Aydın Adnan Menderes Üniversitesi
İletişim Fakültesi / Gazetecilik Bölümü

Öğrenci Uygulama Haber Sitesi


ASIRLIK MESLEK: FIÇICILIK

06.01.2024
Kültür Sanat

 

Geçmişten kalma meslekler artık nostalji olarak görülürken, bazı insanlar ise bu meslekleri hâlâ devam ettirmekte ve günümüz teknolojisine karşı eski gelenekleri sürdürmekte.

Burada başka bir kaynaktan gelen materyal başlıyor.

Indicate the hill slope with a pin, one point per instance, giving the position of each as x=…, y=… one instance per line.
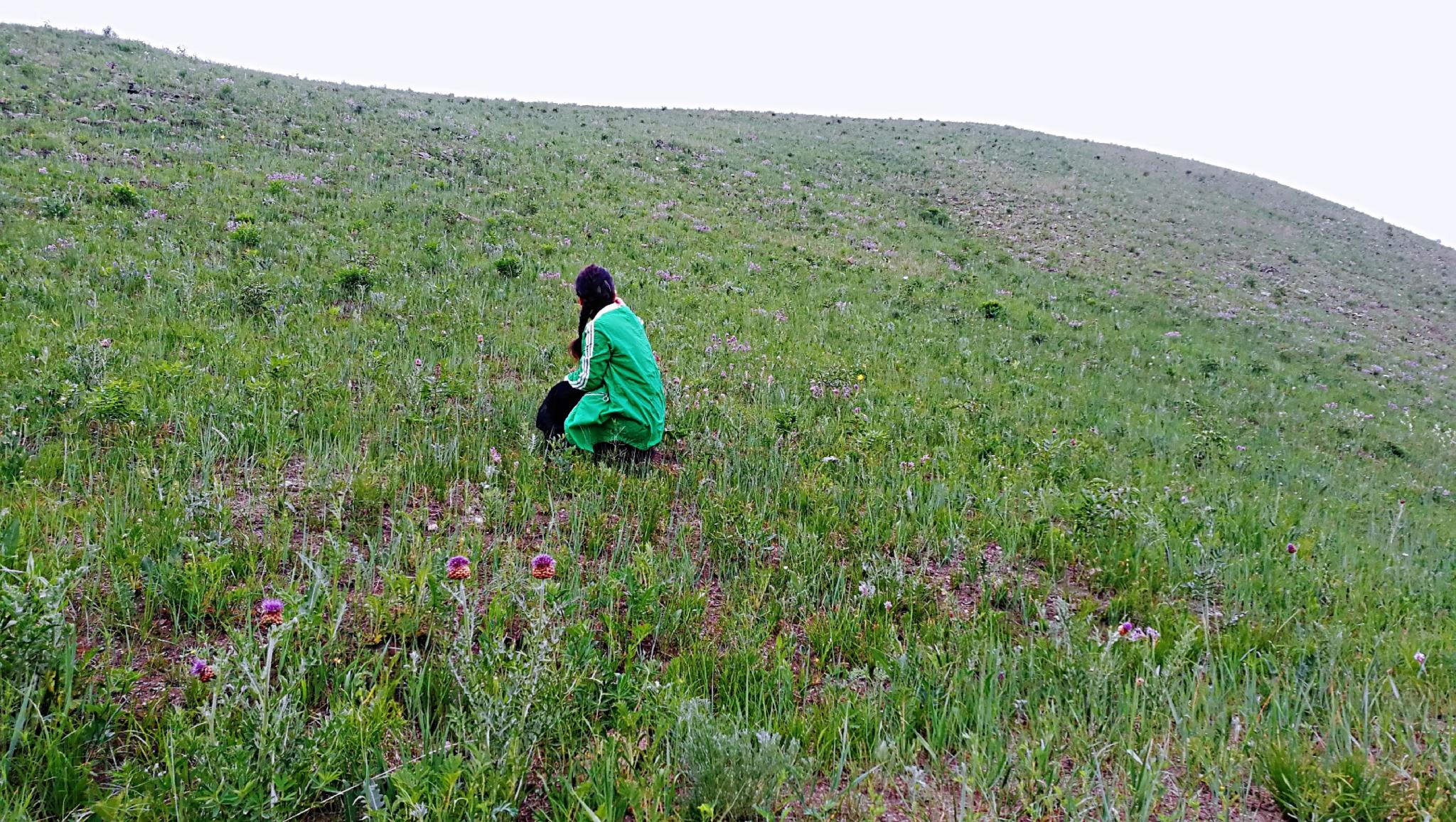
x=1005, y=474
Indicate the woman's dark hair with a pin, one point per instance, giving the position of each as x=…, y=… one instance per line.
x=597, y=290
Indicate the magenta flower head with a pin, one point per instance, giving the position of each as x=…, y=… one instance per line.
x=203, y=671
x=271, y=611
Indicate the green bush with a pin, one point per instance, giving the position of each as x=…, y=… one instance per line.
x=354, y=280
x=508, y=266
x=124, y=196
x=733, y=773
x=254, y=298
x=247, y=237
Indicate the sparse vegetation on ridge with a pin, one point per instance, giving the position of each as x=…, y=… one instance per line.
x=1005, y=476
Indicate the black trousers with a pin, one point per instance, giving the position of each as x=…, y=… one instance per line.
x=560, y=401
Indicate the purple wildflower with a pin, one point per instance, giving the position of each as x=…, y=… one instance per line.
x=543, y=566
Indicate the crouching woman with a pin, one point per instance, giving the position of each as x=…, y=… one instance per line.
x=614, y=401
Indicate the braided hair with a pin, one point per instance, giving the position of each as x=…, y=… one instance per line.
x=597, y=290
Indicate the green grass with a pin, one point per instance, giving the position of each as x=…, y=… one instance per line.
x=267, y=337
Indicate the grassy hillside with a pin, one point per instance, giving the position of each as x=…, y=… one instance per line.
x=1007, y=476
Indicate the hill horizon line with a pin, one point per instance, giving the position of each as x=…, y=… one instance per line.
x=183, y=53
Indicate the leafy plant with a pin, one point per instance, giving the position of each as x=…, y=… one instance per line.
x=124, y=196
x=733, y=773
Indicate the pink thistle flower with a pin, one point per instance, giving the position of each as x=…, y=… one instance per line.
x=203, y=671
x=271, y=611
x=458, y=567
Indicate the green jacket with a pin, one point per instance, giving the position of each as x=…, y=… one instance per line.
x=625, y=401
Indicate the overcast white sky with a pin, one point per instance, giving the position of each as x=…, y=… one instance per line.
x=1350, y=101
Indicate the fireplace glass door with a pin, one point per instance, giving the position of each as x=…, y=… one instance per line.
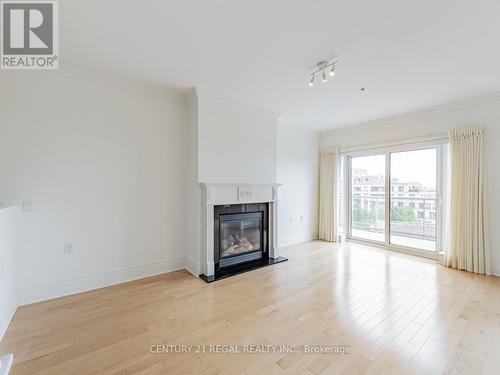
x=240, y=234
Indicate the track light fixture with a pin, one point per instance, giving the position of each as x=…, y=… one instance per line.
x=322, y=67
x=311, y=82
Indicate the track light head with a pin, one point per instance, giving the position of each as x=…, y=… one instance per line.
x=311, y=82
x=323, y=67
x=332, y=70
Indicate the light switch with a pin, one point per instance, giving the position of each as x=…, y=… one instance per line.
x=27, y=206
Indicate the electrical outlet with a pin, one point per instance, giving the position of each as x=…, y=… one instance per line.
x=68, y=248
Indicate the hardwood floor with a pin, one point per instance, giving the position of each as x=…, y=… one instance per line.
x=398, y=315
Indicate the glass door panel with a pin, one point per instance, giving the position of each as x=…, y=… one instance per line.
x=413, y=203
x=368, y=197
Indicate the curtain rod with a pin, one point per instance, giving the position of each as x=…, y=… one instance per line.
x=438, y=138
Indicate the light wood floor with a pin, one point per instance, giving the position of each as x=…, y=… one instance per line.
x=398, y=314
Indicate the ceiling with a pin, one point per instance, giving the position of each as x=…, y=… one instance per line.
x=407, y=54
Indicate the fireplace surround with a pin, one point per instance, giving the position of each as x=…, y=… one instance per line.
x=238, y=228
x=240, y=234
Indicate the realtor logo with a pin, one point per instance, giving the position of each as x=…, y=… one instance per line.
x=29, y=37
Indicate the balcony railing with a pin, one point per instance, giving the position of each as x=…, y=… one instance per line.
x=410, y=217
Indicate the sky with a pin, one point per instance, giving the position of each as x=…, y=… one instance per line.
x=408, y=166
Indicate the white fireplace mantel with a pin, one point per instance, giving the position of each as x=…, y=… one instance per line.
x=213, y=194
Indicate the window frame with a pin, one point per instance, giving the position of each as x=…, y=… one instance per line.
x=441, y=183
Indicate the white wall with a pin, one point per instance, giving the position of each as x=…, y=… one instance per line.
x=7, y=267
x=104, y=166
x=483, y=111
x=298, y=170
x=236, y=144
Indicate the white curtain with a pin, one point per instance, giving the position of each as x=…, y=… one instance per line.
x=468, y=247
x=329, y=164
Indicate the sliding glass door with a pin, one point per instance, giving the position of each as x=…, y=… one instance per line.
x=368, y=197
x=394, y=197
x=414, y=199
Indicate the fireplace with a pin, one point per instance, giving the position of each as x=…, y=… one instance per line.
x=241, y=234
x=239, y=229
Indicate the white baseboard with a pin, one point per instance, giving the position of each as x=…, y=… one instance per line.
x=295, y=239
x=193, y=267
x=84, y=284
x=7, y=313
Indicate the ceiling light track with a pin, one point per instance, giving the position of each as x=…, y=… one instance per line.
x=321, y=68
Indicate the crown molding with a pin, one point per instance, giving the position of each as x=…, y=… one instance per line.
x=237, y=102
x=450, y=106
x=297, y=129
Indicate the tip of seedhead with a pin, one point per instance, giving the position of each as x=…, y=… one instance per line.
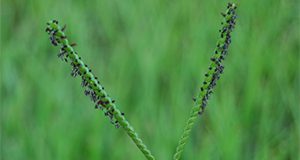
x=52, y=21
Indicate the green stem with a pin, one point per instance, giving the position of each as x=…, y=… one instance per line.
x=213, y=74
x=93, y=86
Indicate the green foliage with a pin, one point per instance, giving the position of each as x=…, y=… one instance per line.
x=213, y=74
x=151, y=56
x=92, y=86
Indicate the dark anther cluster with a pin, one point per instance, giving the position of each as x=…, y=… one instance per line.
x=90, y=83
x=219, y=56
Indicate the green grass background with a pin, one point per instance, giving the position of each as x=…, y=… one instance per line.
x=151, y=56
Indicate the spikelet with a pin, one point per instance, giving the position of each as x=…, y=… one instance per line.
x=90, y=83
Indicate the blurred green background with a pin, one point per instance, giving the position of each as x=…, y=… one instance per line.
x=151, y=56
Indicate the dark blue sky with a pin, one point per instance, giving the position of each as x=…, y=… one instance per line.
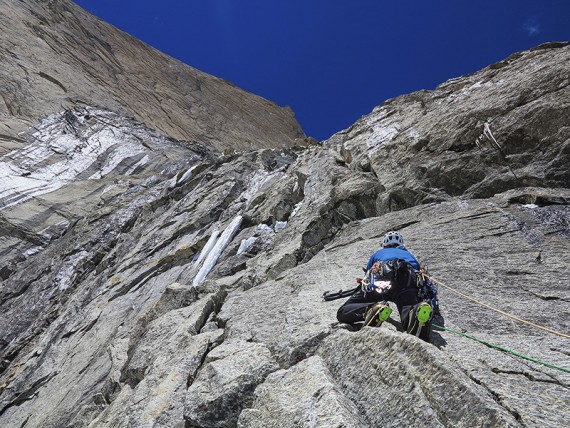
x=333, y=61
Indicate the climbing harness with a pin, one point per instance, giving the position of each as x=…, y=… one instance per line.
x=499, y=311
x=500, y=348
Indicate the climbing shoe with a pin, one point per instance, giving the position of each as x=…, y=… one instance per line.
x=377, y=314
x=423, y=313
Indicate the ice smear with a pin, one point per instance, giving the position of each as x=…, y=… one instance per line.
x=217, y=250
x=296, y=209
x=208, y=247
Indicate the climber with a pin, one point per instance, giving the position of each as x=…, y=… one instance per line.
x=389, y=278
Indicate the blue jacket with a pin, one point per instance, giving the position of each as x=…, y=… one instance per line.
x=387, y=254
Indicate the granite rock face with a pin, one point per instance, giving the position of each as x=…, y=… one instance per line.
x=148, y=281
x=56, y=56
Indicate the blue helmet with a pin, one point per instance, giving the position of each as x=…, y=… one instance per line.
x=392, y=238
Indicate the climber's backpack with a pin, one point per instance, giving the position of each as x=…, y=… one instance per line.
x=407, y=276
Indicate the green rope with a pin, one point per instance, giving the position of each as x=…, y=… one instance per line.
x=490, y=345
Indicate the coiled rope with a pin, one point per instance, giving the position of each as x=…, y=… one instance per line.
x=499, y=311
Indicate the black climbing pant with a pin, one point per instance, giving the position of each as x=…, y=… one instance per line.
x=354, y=310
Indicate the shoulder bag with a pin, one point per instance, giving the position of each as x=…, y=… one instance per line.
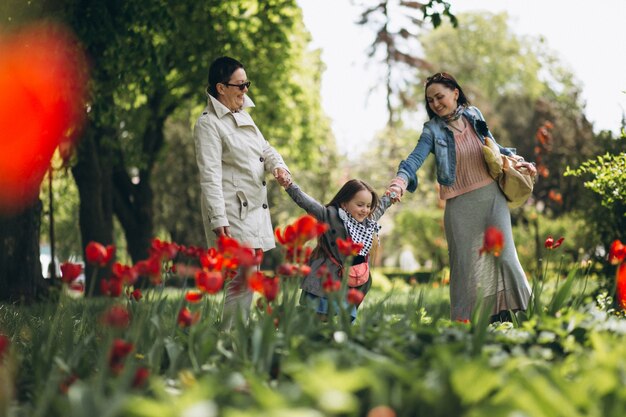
x=515, y=182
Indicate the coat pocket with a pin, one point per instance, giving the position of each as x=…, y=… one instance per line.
x=243, y=204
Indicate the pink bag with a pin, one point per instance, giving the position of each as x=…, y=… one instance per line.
x=358, y=274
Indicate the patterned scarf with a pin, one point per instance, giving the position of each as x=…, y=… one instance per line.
x=360, y=232
x=455, y=115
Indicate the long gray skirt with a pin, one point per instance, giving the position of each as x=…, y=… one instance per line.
x=501, y=281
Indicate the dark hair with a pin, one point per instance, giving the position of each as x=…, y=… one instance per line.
x=447, y=80
x=220, y=71
x=349, y=190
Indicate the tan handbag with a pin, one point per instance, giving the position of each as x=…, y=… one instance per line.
x=515, y=182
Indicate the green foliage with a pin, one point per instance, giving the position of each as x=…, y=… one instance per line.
x=403, y=352
x=608, y=180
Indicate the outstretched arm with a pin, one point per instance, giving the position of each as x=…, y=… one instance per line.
x=305, y=201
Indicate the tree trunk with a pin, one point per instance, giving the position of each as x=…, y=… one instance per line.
x=21, y=279
x=92, y=174
x=134, y=198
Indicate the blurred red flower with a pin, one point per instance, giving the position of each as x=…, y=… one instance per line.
x=70, y=271
x=237, y=253
x=186, y=318
x=210, y=282
x=141, y=376
x=136, y=294
x=551, y=244
x=116, y=316
x=617, y=252
x=301, y=231
x=493, y=241
x=97, y=254
x=354, y=296
x=150, y=268
x=348, y=247
x=271, y=287
x=620, y=283
x=193, y=296
x=331, y=285
x=65, y=385
x=43, y=79
x=112, y=287
x=163, y=250
x=212, y=260
x=126, y=273
x=119, y=350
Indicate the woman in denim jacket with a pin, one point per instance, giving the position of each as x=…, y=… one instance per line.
x=455, y=135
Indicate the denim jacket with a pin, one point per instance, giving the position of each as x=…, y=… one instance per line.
x=438, y=138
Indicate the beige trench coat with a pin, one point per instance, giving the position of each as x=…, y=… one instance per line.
x=233, y=158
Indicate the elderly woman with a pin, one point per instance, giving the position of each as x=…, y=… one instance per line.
x=233, y=158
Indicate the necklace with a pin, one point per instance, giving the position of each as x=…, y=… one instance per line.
x=456, y=128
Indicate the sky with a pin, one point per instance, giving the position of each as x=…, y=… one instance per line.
x=588, y=37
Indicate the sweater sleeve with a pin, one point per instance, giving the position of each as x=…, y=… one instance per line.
x=308, y=203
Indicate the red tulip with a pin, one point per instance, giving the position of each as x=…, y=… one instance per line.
x=125, y=273
x=551, y=244
x=271, y=286
x=116, y=316
x=493, y=241
x=288, y=269
x=301, y=231
x=163, y=250
x=186, y=318
x=348, y=247
x=212, y=260
x=331, y=285
x=255, y=282
x=65, y=385
x=209, y=282
x=193, y=296
x=620, y=281
x=354, y=296
x=43, y=79
x=150, y=268
x=112, y=287
x=119, y=350
x=136, y=294
x=617, y=252
x=70, y=271
x=97, y=254
x=140, y=378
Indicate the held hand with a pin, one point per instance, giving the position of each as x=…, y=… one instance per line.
x=222, y=231
x=394, y=193
x=283, y=177
x=532, y=170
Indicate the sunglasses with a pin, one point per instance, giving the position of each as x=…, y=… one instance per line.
x=240, y=86
x=440, y=76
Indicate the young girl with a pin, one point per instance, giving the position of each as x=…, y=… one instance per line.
x=352, y=213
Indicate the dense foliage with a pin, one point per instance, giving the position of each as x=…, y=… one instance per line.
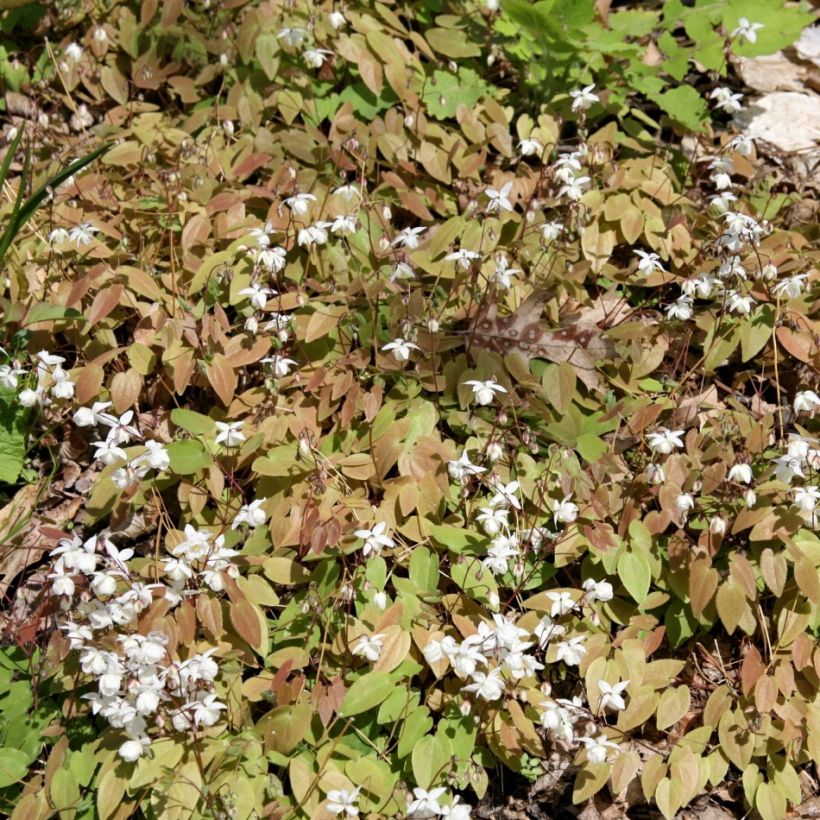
x=397, y=392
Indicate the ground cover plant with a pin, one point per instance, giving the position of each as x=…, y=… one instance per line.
x=401, y=400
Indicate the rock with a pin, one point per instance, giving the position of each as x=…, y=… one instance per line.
x=772, y=72
x=787, y=120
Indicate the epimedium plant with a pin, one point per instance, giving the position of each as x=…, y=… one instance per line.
x=421, y=421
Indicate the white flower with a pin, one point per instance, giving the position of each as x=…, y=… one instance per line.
x=680, y=309
x=369, y=646
x=400, y=348
x=598, y=590
x=503, y=274
x=551, y=231
x=374, y=540
x=791, y=287
x=806, y=401
x=341, y=801
x=648, y=262
x=463, y=467
x=82, y=234
x=806, y=498
x=684, y=503
x=408, y=238
x=484, y=391
x=725, y=99
x=292, y=36
x=499, y=199
x=530, y=147
x=742, y=473
x=571, y=652
x=598, y=748
x=279, y=364
x=463, y=258
x=583, y=98
x=492, y=519
x=315, y=57
x=737, y=303
x=665, y=441
x=565, y=511
x=426, y=803
x=133, y=749
x=611, y=696
x=344, y=224
x=746, y=30
x=488, y=686
x=73, y=52
x=574, y=189
x=300, y=203
x=562, y=602
x=251, y=514
x=229, y=433
x=655, y=473
x=337, y=20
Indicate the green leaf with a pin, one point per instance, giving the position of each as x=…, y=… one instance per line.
x=187, y=457
x=12, y=437
x=13, y=766
x=194, y=423
x=635, y=573
x=367, y=692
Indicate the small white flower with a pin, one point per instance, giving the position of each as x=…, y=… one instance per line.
x=562, y=602
x=463, y=467
x=583, y=98
x=806, y=401
x=316, y=57
x=741, y=473
x=563, y=512
x=598, y=590
x=551, y=231
x=375, y=539
x=598, y=748
x=369, y=646
x=229, y=433
x=484, y=391
x=463, y=258
x=408, y=238
x=680, y=309
x=341, y=801
x=612, y=696
x=300, y=203
x=280, y=365
x=648, y=262
x=400, y=349
x=665, y=441
x=746, y=30
x=530, y=147
x=499, y=198
x=726, y=100
x=571, y=652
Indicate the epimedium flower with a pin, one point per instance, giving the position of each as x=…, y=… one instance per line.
x=484, y=391
x=342, y=801
x=746, y=30
x=463, y=467
x=648, y=262
x=584, y=98
x=612, y=695
x=369, y=646
x=806, y=401
x=229, y=433
x=665, y=441
x=374, y=539
x=400, y=349
x=499, y=198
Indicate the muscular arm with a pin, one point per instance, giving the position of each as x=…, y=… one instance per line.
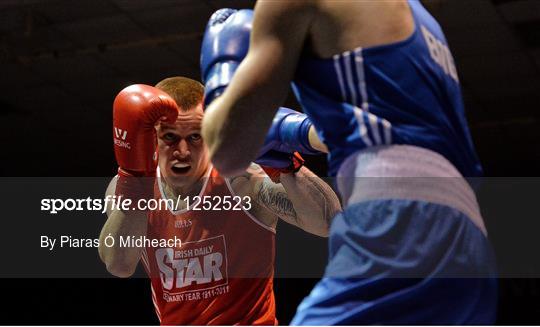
x=121, y=261
x=302, y=199
x=259, y=86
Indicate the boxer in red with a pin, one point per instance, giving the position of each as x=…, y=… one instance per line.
x=222, y=272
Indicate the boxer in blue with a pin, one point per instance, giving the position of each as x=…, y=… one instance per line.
x=379, y=83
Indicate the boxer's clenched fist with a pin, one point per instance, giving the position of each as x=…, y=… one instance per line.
x=136, y=110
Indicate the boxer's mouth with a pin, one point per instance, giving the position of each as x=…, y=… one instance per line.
x=180, y=168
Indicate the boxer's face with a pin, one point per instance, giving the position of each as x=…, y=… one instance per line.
x=183, y=156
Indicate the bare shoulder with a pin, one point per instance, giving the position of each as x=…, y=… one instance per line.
x=285, y=11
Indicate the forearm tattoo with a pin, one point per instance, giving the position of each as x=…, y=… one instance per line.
x=275, y=200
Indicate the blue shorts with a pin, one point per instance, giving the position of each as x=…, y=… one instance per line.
x=404, y=262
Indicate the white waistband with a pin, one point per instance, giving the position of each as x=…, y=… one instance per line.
x=406, y=172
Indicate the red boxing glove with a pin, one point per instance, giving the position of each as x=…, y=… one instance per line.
x=136, y=110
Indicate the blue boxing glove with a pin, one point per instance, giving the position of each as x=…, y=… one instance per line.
x=224, y=46
x=289, y=133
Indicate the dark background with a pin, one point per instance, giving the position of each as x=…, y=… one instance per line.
x=63, y=61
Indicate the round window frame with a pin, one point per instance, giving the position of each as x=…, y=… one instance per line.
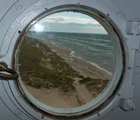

Turşu, sirke, şalgam ve şarap gibi ürünlerin korunmasını sağlayan, günümüzde artık fazla kullanılmasa da geçmişte evlerimizde ve iş yerlerinde oldukça sık kullanılan fıçı, unutulmamak için direnmeye devam ediyor.

 

Uzun yıllardır fıçıcılık mesleğini İzmir Kemeraltı’nda devam ettiren Cihan Dinç ile unutulmaya yüz tutmuş fıçıcılık mesleğinin zorluklarının neler olduğunu, fıçının ne gibi uğraşlar verilerek yapıldığını ve neden eskisi kadar rağbet görmediğini konuştuk.

 

Fıçıcılık uzun bir tarihe dayanmakta

Fıçıcılığın geçmişten günümüze kadar uzun bir tarihi olduğunu belirten Cihan Dinç, “Roma İmparatorluğu’nda yaşamış doğa filozofu Yaşlı  Plinius’a göre, fıçı ilk olarak Alp Bölgesinde yaşayan köylüler tarafından bulunmuştur. Türklerde ilk olarak Selçuklular Dönemi’nde kullanılmış olan fıçı, Osmanlı zamanına gelindiğinde ticaret yapılırken ürünlerin korunması amacıyla daha fazla kullanılmaya başlanmıştır. Cumhuriyetin ilk zamanlarında ise ülke genelinde açılan kereste fabrikaları sayesinde fıçıcılık mesleği en yüksek rağbete ulaştı.” diyerek fıçıcılık mesleğinin tarihinden bahsetti.

 

“Çocukluğumdan beri bu mesleği yapmaktayım”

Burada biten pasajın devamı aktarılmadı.